Supreme Court Seems Open to Limiting Federal Regulation of Water Pollution

Supreme Court Seems Open to Limiting Federal Regulation of Water Pollution
The Supreme Court building in Washington on Sept. 22, 2017. Samira Bouaou/The Epoch Times
Matthew Vadum
Updated:

WASHINGTON—The Supreme Court seemed inclined during oral arguments Nov. 6 in a dispute over wastewater disposal in Hawaii to reverse new powers to regulate pollution granted in a recent court decision, and also appeared open to reining in some of the regulatory stances of the Obama-era Environmental Protection Agency (EPA).

Recent court decisions have limited federal environmental law.

The Supreme Court previously reined in the Clean Air Act in Utility Air Regulatory Group v. EPA, because the EPA improperly expanded federal jurisdiction to “millions” of sources that formerly didn’t require permits under the statute.

Taking a cue from the Supreme Court, the 9th Circuit Court of Appeals in July vacated the conviction of Joseph D. Robertson, who languished in prison for a year and a half for digging fire protective ponds near his Montana home without federal permits. Federal regulators had claimed that Robertson interfered with “navigable water”—a small ditch with a trickle of water—when he dug the ponds and that his actions violated the Clean Water Act.

These decisions also weaken the power of the administrative state, and the Hawaii case is one of several pending before the Supreme Court that the justices could use as a vehicle to further tear away at the legal underpinnings of the modern administrative state.

Executive agencies are sometimes referred to as the “fourth branch” of the federal government in the United States; critics say officials in the administrative state are unaccountable to voters. Unelected bureaucrats are said to usurp the functions of the executive, legislative, and judicial branches, and critics say the agencies of the Obama administration, in particular, were prolific and bold in their regulatory overreach.

Congress, they say, is supposed to make the laws of the land, but lawmakers have steadily ceded that body’s constitutional powers to the administrative state, to the overall detriment of society.

In the case at hand, officials in Maui County, Hawaii, are appealing a novel Feb. 1, 2018, interpretation of the Clean Water Act by the 9th Circuit Court of Appeals that gave the EPA sweeping new powers to regulate pollution that travels through groundwater. Regulating pollution such as discharges from septic tanks has generally been left to state and local governments.

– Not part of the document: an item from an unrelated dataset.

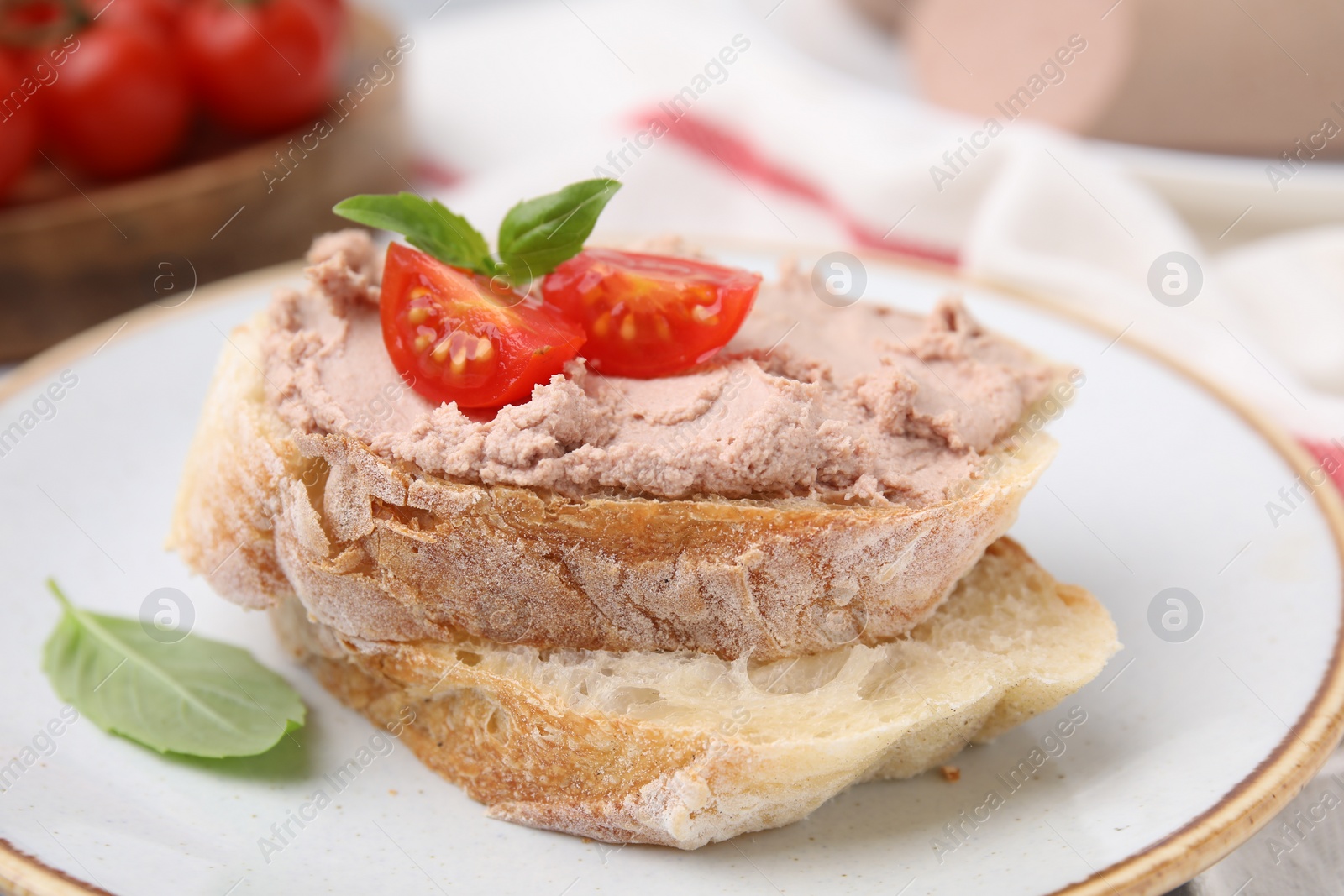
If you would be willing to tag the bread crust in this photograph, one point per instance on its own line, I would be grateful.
(683, 748)
(386, 553)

The 9th Circuit Court of Appeals sided with environmentalists who accused the county of violating the Clean Water Act by injecting wastewater underground, to eventually find its way into the ocean waters that surround the state. That court determined that the federal law applied to so-called point sources, meaning, “any discernible, confined and discrete conveyance” including pipes, ditches, channels, tunnels, conduits, and wells.

In oral arguments, county lawyer Elbert Lin and U.S. Deputy Solicitor General Malcolm Stewart argued that the polluted water in dispute came from a more spread-out territory, known in law as a nonpoint source, instead of from any specific point source. Nonpoint sources are usually regulated by the states.

“This case is not about whether the releases from Maui’s underground injection well should be regulated at all, but how,” Lin said in court.

“They are already regulated under several existing state and federal environmental programs, including the Clean Water Act’s nonpoint source program. But is a Clean Water Act point source permit also required? The question is where the line falls between the Clean Water Act’s federal point source program and its state law nonpoint source program.”

The justices seemed particularly skeptical of the arguments offered by David Henkin, a Honolulu-based staff attorney at Earthjustice, a left-wing public interest law firm that specializes in environmental cases. The firm represents Hawaii Wildlife Fund, Sierra Club-Maui Group, Surfrider Foundation, and West Maui Preservation Association in the legal proceeding.

Henkin argued the 9th Circuit ruling didn’t introduce novel legal principles.

“For three decades, EPA interpreted the Clean Water Act prohibition this [expansive] way. In all that time, the parade of horribles petitioner imagines never happened because applying the prohibition isn’t nearly as complicated as petitioner suggests.”

Although Justice Elena Kagan seemed sympathetic to the environmentalist position, Chief Justice John Roberts, along with Justices Samuel Alito and Stephen Breyer, peppered Henkin with questions about where the federal government’s power to regulate wastewater ends.

“What concerns me is whether there is any limiting principle that can be found in the text and is workable and does not lead to absurd results,” Alito said.

If the 9th Circuit decision stands, “every homeowner with a septic tank could be subject to harsh treatment from agency bureaucrats,” Damien Schiff of the Pacific Legal Foundation, which filed a friend-of-the-court brief in the case, said previously.

“Congress has never asked federal agencies to regulate all pollution everywhere in the country,” Schiff said, adding that the scope of the Clean Water Act “has been a contentious and controversial issue for decades.”